Değerler tersyüz, ayaklar baş başlar ayak olmuş, bu hercümerç içinde bindik bir alamete gidiyoruz kıyamete diye yakınmanın anlamı yok. Ahlaksızlığın yüceltildiği, hırsızların baş tacı edildiği, yüksek insani değerler uğruna kendini feda edenlere enayi veya terörist gözüyle bakıldığı bir dünyada, yaşanan bu tuhaflıklara şaşmamak gerekir.

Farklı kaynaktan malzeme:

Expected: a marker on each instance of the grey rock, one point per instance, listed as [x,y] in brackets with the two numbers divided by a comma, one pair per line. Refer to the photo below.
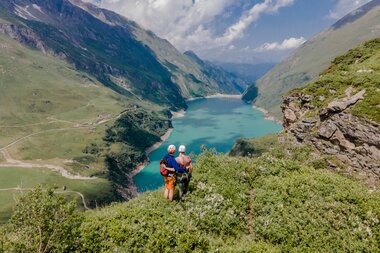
[341,105]
[327,130]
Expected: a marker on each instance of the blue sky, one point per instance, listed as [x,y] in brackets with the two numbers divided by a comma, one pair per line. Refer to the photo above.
[248,31]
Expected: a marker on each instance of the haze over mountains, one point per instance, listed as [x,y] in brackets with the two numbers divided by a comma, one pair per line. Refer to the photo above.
[306,62]
[85,92]
[117,51]
[99,80]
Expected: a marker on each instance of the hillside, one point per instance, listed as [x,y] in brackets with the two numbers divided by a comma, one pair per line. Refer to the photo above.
[283,201]
[78,85]
[55,118]
[339,113]
[115,50]
[304,65]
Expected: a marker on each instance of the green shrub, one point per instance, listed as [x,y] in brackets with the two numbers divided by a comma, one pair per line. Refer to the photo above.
[43,222]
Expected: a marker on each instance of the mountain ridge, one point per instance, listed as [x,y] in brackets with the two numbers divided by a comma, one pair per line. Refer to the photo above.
[306,62]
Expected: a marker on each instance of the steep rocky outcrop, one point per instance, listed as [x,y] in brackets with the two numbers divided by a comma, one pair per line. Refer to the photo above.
[352,142]
[306,62]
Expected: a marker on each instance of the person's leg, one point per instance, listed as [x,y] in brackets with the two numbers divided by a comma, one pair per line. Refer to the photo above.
[170,195]
[188,183]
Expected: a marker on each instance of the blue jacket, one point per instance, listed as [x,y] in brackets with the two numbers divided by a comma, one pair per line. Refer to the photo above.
[172,163]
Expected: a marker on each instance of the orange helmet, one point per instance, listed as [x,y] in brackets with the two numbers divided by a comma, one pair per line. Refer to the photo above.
[171,149]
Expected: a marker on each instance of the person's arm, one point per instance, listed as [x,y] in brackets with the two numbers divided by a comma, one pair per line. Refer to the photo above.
[190,166]
[176,166]
[169,169]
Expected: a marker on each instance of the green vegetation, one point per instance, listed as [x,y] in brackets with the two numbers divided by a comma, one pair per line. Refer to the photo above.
[42,222]
[96,191]
[136,130]
[358,69]
[275,203]
[305,64]
[254,147]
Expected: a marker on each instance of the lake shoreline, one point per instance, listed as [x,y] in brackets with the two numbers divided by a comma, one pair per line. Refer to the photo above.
[218,95]
[267,116]
[133,188]
[181,113]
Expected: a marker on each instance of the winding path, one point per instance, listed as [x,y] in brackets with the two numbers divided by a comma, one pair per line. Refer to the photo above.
[10,162]
[57,192]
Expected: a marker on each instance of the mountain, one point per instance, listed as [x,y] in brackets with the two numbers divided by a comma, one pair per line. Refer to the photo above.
[101,81]
[227,81]
[310,59]
[120,54]
[247,71]
[339,113]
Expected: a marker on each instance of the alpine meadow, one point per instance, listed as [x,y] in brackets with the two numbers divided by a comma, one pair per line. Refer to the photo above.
[189,126]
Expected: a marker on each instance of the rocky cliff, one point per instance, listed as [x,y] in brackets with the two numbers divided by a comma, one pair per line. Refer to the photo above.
[350,143]
[304,64]
[339,114]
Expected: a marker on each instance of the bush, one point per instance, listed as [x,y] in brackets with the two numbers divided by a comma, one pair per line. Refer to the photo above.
[43,222]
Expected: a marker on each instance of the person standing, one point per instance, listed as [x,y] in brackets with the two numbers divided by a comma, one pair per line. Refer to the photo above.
[173,168]
[184,161]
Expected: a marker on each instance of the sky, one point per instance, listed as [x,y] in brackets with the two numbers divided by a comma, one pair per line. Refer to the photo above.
[243,31]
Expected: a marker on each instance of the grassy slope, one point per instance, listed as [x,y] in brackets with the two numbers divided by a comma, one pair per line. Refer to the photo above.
[93,190]
[41,93]
[308,61]
[280,202]
[351,70]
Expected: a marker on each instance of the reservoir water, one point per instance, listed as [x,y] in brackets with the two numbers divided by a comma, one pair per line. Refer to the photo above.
[213,122]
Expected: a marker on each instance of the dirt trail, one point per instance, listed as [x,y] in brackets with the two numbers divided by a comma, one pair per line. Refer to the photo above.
[57,192]
[10,162]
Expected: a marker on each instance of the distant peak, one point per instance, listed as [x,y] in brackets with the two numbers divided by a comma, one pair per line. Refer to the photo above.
[194,56]
[356,14]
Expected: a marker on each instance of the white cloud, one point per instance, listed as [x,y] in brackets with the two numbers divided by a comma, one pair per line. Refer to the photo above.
[185,23]
[343,7]
[290,43]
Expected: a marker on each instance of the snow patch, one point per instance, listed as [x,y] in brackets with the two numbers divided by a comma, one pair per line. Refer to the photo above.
[25,12]
[35,6]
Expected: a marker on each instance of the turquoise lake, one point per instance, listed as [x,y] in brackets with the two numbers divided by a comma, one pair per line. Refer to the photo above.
[213,122]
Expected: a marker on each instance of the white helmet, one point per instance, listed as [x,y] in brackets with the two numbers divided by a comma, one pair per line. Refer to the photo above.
[182,149]
[171,149]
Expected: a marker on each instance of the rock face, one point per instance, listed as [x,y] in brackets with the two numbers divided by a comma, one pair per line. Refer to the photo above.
[353,143]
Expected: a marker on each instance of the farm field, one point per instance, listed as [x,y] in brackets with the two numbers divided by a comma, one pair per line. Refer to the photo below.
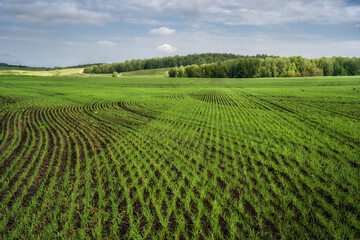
[162,158]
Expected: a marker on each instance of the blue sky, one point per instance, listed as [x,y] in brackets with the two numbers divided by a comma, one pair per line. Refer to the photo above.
[63,33]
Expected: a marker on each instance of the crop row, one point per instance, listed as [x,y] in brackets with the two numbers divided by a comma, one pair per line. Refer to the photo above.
[217,163]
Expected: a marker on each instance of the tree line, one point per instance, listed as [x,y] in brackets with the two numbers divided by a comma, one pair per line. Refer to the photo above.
[251,67]
[165,62]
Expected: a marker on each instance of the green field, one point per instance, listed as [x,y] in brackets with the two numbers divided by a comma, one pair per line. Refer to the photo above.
[159,158]
[50,73]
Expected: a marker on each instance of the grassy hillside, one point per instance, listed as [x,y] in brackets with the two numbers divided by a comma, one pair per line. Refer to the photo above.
[50,73]
[160,158]
[78,72]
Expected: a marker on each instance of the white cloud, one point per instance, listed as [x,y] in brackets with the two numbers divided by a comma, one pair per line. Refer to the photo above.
[53,13]
[162,31]
[166,48]
[106,43]
[256,12]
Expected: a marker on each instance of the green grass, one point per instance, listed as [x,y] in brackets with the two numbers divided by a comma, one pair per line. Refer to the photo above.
[159,158]
[28,72]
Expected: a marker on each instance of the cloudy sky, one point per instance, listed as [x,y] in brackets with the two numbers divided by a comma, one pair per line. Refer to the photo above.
[63,33]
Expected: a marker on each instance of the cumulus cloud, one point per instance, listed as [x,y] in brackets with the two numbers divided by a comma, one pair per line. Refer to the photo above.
[106,43]
[167,48]
[53,13]
[162,31]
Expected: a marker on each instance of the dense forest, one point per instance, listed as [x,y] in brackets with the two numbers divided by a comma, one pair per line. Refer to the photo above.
[166,62]
[271,67]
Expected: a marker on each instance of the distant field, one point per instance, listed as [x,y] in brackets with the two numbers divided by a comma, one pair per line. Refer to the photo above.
[159,158]
[51,73]
[78,72]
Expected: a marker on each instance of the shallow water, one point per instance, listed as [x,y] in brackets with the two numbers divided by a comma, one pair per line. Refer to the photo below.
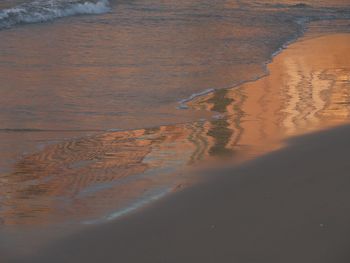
[67,86]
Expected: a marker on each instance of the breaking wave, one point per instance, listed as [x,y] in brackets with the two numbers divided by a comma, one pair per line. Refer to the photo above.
[46,10]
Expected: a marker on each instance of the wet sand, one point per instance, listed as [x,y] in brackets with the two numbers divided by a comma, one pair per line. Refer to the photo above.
[91,177]
[288,206]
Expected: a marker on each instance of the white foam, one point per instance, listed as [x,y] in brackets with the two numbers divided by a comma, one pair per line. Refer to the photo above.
[182,103]
[41,11]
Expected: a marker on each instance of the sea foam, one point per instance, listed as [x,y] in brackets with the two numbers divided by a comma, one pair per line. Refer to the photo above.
[44,10]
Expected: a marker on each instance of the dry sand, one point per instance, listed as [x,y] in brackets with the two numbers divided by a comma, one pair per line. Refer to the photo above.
[288,206]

Siyah, baskın renktir. Bir damla siyah, bütün beyazı etkiler, ona hükmeder; ama beyaz her zaman vardır ve olacaktır. Sosyoloji bilimi, ak-kara çatışması üzerine kurulmuştur. Tarih, iyi-kötü kavgasının hikayesi değil midir? Sadece ülkemizde değil, bütün dünyada değerler, çatışma halindedir. Bu çatışmada sesi fazla çıkan kötüler galiptir, ancak kazanan iyilerdir.

Dünyada hepimiz sürgünüz, sürüngeniz. Bazıları için ölüm, son durak. Dünya sürgününde, hangi çoğunluğun, hangi tarafta olduğu hiç önemli değildir. Çoğunluklar bizi yanıltmasın. Kur’an’a göre çoğunluk ölçü değildir. “Çoğunluk, fasıktır, kafirdir, nankördür, müşriktir, inkarcıdır, gafildir, akletmez, kafası çalışmaz, yalancıdır, haktan hoşlanmaz…”

İyilerin, kötüler karşısında baskın olamamak gibi bir zafiyeti var; sesi çok çıkanlara, sayıca çok olanlara karşı bir kompleksi var. Öykünmek, eğitim çağındaki çocuklar için gereklidir, fakat yetişkinler için bir kimliksizliktir, zayıflıktır. Anadolu insanı, Doğu toplumları artık bu kompleksi aşmalı, kendilerini Batı’nın kavramları ile tanımlamamalı, bugünkü dünyamızın kargaşa sebebi olan Batıcı değerleri reddetmelidir.

Batı’nın ölçüleriyle formatlanan, adına “modernlik” denen bu hayat tarzına ne kadar dalarsak huzurumuz o kadar azalıyor. Batı’nın bize diktiği elbise bu bedene uymuyor. Bugün yaşadığımız İslam’ın da bizi yeterince dinamik yapamadığını, bize huzur veremediğini görüyor, yaşıyoruz. “Huzur, İslam’da” diyen rol modellerin huzursuzluğa yol açmalarının hayal kırıklığını yaşıyoruz. Tarihteki güzel örnekler avuntumuz oluyor, onların meselleriyle gönlümüzü okşuyoruz, hayıflanıyoruz.

Ortada bir yanlışlık var. Batı; yalancı, ikiyüzlü. Doğu; uyuşuk, değer üretemiyor. İslam, din olarak özünden uzaklaştırılmış, kirletilmiş; medeniyet olarak enerjisini tüketmiş. Bu böyle gitmez. İnsanlık, yeni şeyler söylemeli. Yeni keşiflere gerek yok. Mehmet Akif reçeteyi yazmış: “Doğrudan doğruya Kur’an’dan alıp ilhamı / Asrın idrakine söyletmeliyiz İslam’ı / Kuru da’va ile olmaz bu, fakat ilm ister / Ben o kudrette adam görmüyorum, sen göster.”